Spiagge da vendere all’asta Il possibile rinvio al 2027

Il nuovo decreto del governo Meloni è pronto, ma i sindaci per ora sono cauti Di Giuseppantonio, delegato Anci, afferma: «Spero che mantenga gli impegni»
PESCARA. Concessioni balneari: l’ultima indiscrezione parla di una proroga fino al 30 settembre 2027 e di indennizzi basati solo sugli investimenti non ammortizzati. Lo ha scritto Il Sole 24 Ore, e da fonti abruzzesi di Fratelli d’Italia arrivano tiepide conferme.
Negli ultimi giorni le versioni del ddl che la premier Giorgia Meloni vorrebbe licenziare in settimana sono molto cambiate. Ad un primo testo in cui si parlava di uno slittamento al 2030 ha fatto seguito un perentorio stop dall’Europa che ha spinto il governo a ridimensionare le preteste.

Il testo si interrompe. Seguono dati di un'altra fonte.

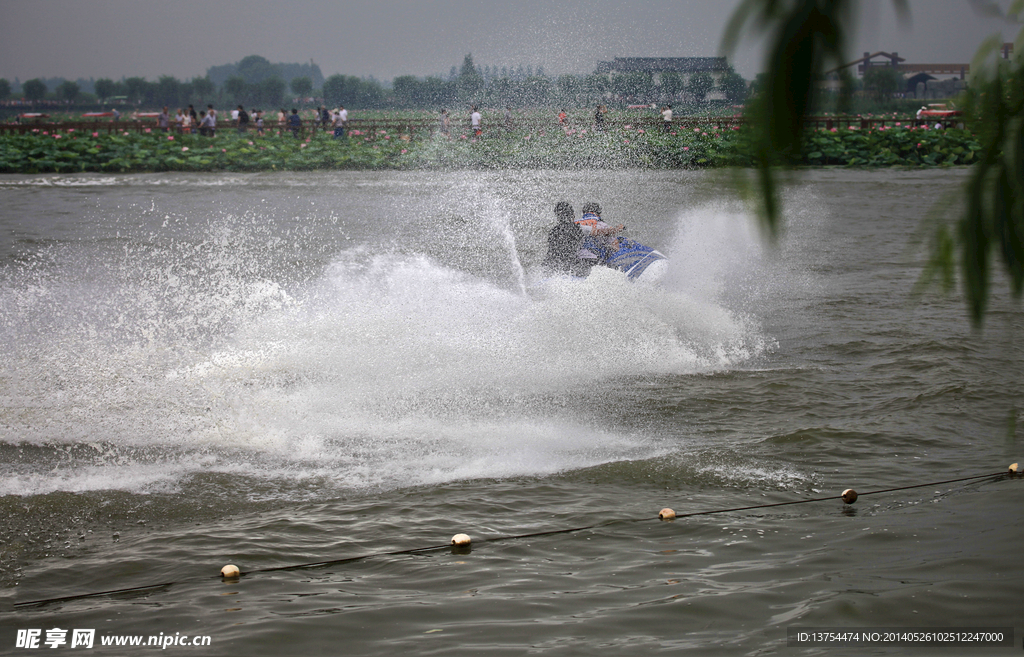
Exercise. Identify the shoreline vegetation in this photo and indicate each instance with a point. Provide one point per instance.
(50, 149)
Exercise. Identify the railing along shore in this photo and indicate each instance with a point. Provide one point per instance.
(414, 125)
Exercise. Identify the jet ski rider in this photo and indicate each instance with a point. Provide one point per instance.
(599, 237)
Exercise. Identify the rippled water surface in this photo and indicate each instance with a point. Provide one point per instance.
(295, 368)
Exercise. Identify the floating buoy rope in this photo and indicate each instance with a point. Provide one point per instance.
(461, 543)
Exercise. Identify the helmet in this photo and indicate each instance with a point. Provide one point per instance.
(564, 211)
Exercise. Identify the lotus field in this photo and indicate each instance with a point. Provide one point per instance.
(46, 150)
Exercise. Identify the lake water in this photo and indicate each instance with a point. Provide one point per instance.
(275, 369)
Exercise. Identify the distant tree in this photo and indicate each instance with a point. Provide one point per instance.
(104, 88)
(269, 92)
(34, 89)
(203, 88)
(69, 91)
(595, 86)
(137, 89)
(672, 83)
(255, 69)
(569, 89)
(733, 86)
(168, 91)
(470, 80)
(700, 85)
(237, 88)
(537, 91)
(408, 91)
(302, 86)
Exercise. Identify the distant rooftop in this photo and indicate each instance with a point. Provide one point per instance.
(662, 64)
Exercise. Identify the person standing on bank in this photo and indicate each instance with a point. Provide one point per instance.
(476, 122)
(565, 244)
(243, 121)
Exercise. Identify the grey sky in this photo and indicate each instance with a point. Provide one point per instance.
(387, 38)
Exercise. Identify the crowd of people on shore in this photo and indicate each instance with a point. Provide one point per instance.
(187, 121)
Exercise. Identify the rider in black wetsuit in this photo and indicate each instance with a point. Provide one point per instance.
(564, 242)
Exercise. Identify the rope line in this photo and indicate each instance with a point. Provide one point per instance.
(493, 539)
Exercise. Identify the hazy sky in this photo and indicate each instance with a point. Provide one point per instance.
(387, 38)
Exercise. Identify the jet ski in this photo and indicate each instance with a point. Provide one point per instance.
(628, 256)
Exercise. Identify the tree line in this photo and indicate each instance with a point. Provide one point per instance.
(255, 82)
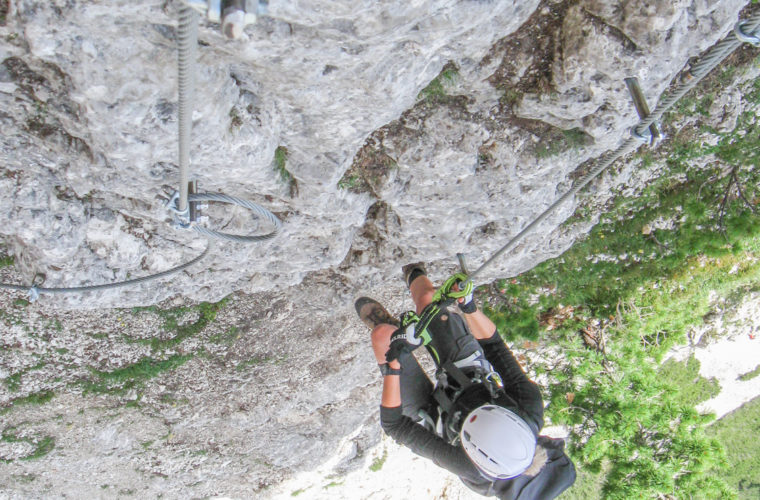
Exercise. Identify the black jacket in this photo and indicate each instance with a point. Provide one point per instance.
(557, 474)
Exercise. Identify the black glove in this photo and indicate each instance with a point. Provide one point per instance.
(402, 340)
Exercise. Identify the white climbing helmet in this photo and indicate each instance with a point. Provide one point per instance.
(499, 443)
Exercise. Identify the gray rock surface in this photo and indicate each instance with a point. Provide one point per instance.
(385, 173)
(89, 142)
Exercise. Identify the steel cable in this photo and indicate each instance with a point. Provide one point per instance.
(35, 290)
(257, 209)
(697, 72)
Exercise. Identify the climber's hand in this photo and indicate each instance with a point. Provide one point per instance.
(402, 340)
(467, 303)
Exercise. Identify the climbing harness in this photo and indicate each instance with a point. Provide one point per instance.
(185, 203)
(646, 131)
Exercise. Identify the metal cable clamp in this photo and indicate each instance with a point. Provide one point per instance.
(743, 36)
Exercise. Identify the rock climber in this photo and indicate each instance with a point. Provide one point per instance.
(482, 418)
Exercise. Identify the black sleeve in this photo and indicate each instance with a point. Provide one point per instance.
(516, 384)
(426, 444)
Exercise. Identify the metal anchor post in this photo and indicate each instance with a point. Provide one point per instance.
(640, 102)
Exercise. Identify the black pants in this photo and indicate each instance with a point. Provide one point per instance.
(452, 340)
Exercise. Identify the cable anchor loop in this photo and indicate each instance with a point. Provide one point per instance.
(743, 36)
(181, 217)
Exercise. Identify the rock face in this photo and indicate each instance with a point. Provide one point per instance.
(413, 130)
(89, 131)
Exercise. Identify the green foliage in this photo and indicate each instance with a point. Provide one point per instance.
(206, 311)
(227, 337)
(692, 388)
(750, 375)
(131, 376)
(42, 444)
(618, 300)
(436, 89)
(738, 432)
(567, 139)
(280, 160)
(623, 413)
(378, 463)
(35, 398)
(13, 382)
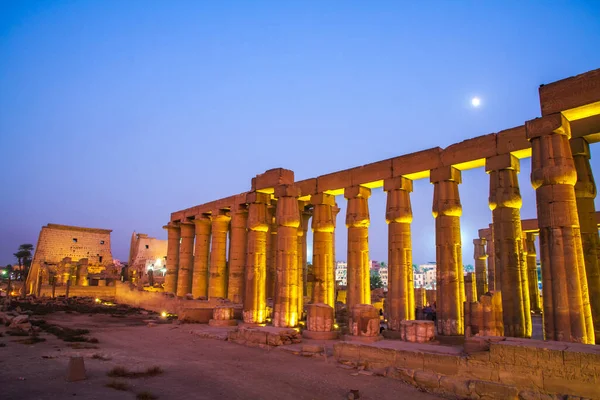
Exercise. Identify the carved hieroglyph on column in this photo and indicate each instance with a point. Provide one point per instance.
(401, 296)
(255, 299)
(237, 253)
(450, 279)
(302, 229)
(201, 251)
(567, 313)
(585, 193)
(217, 281)
(357, 221)
(491, 253)
(285, 305)
(480, 266)
(532, 276)
(271, 250)
(186, 248)
(511, 271)
(173, 237)
(323, 228)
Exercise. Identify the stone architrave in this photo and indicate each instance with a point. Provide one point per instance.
(186, 259)
(237, 253)
(567, 312)
(255, 300)
(201, 254)
(450, 279)
(511, 270)
(173, 238)
(585, 193)
(272, 250)
(532, 276)
(357, 222)
(480, 266)
(401, 297)
(323, 229)
(217, 281)
(285, 305)
(302, 252)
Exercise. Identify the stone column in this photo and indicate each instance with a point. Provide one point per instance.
(237, 253)
(173, 239)
(272, 250)
(401, 295)
(357, 221)
(285, 305)
(323, 262)
(449, 273)
(201, 252)
(532, 277)
(217, 282)
(302, 230)
(480, 266)
(567, 312)
(505, 203)
(186, 248)
(490, 251)
(255, 300)
(585, 193)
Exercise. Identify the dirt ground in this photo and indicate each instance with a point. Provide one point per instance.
(194, 368)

Ma il negoziato con l’Ue avrebbe raggiunto un compromesso, incentrato su una serie di paletti e sul rinvio al 2027 delle vendite all’asta delle concessioni che, altrimenti, andrebbero fatte all’inizio del prossimo anno.
LA NUOVA BOZZA.
Secondo la nuova bozza di ddl, l’obbligo di avviare le gare è fissato entro giugno 2027, ma ai Comuni viene riservata la facoltà di anticipare i bandi. Mentre un ulteriore slittamento sarebbe concesso solo ed esclusivamente qualora dovessero sorgere “difficoltà oggettive”. Le nuove concessioni dovrebbero avere una durata minima di 5 anni e una durata massima di 20.
IL REBUS RISARCIMENTI.
Cade il diritto di prelazione per i concessionari uscenti, ma il governo ha previsto dei ristori economici per i gestori ai quali non verrà rinnovata l’assegnazione. I risarcimenti dovrebbero essere calcolati sulla base del valore patrimoniale, reddituale e dei soldi spesi nella struttura per gli investimenti effettuati nel corso degli anni o per i danni subiti da eventi naturali, a patto che siano stati debitamente dichiarati alle autorità competenti.
GLI ALTOLà.
Sul nodo delle concessioni balneari, l’Italia è sotto procedura d’infrazione da novembre 2023 per la «non corretta applicazione della direttiva 2006/123/Ce», meglio nota come direttiva Bolkestein.
Si tratta di una di una delle 72 procedure d’infrazione che la Commissione europea ha avviato a carico dell’Italia.
Nel caso specifico, la legislazione europea prevede gare libere per assegnare le concessioni demaniali di chi deve gestire le spiagge. Lo scopo è quello di evitare che si creino monopoli e alterazioni nel mercato. Con il fine anche di garantire servizi adeguati e prezzi concorrenziali ai cittadini grazie a procedure aperte, pubbliche e basate su criteri non discriminatori, trasparenti e oggettivi. Consiglio di Stato Autorità garante della concorrenza e del mercato hanno dato ultimatum sia al governo sia ai Comuni per avviare le gare entro la fine del 2024. E lo hanno già fatto diverse volte, senza prova d’appello, tant’è che i sindaci commentano in modo cauto, per non usare il termine “scettico”, la novità emersa negli ultimi giorni dell’ulteriore proroga al 2027. Potrebbe trattarsi di un ennesimo annuncio propagandistico.
PAROLA ALL’ANCI.
«Con la conclusione della stagione balneare, è imperativo affrontare con urgenza la questione delle concessioni balneari. La riforma, con le sue continue indiscrezioni su proroghe, indennizzi e investimenti non ammortizzati, sta creando solo caos. Questa situazione grava pesantemente sui Comuni, che si trovano a dover gestire da soli tutte le incertezze legate alla legge e alla giurisprudenza in materia». Così esordisce Enrico Di Giuseppantonio, sindaco di Fossacesia e delegato Anci Abruzzo per il demanio marittimo.
«È essenziale che il Governo prenda una decisione definitiva per garantire stabilità e trasparenza nel settore», sottolinea Di Giuseppantonio che annuncia: «I 19 Comuni della costa abruzzese sono uniti. Nelle prossime settimane terremo un incontro per fare il punto sulla situazione. Il governo ha annunciato di risolvere la questione entro questa settimana. Confidiamo che mantenga fede agli impegni presi, evitando di scaricare ulteriori responsabilità su di noi, ed esprimiamo tutta la nostra solidarietà ai balneatori, che stanno affrontando un momento di grande incertezza». (l.c.)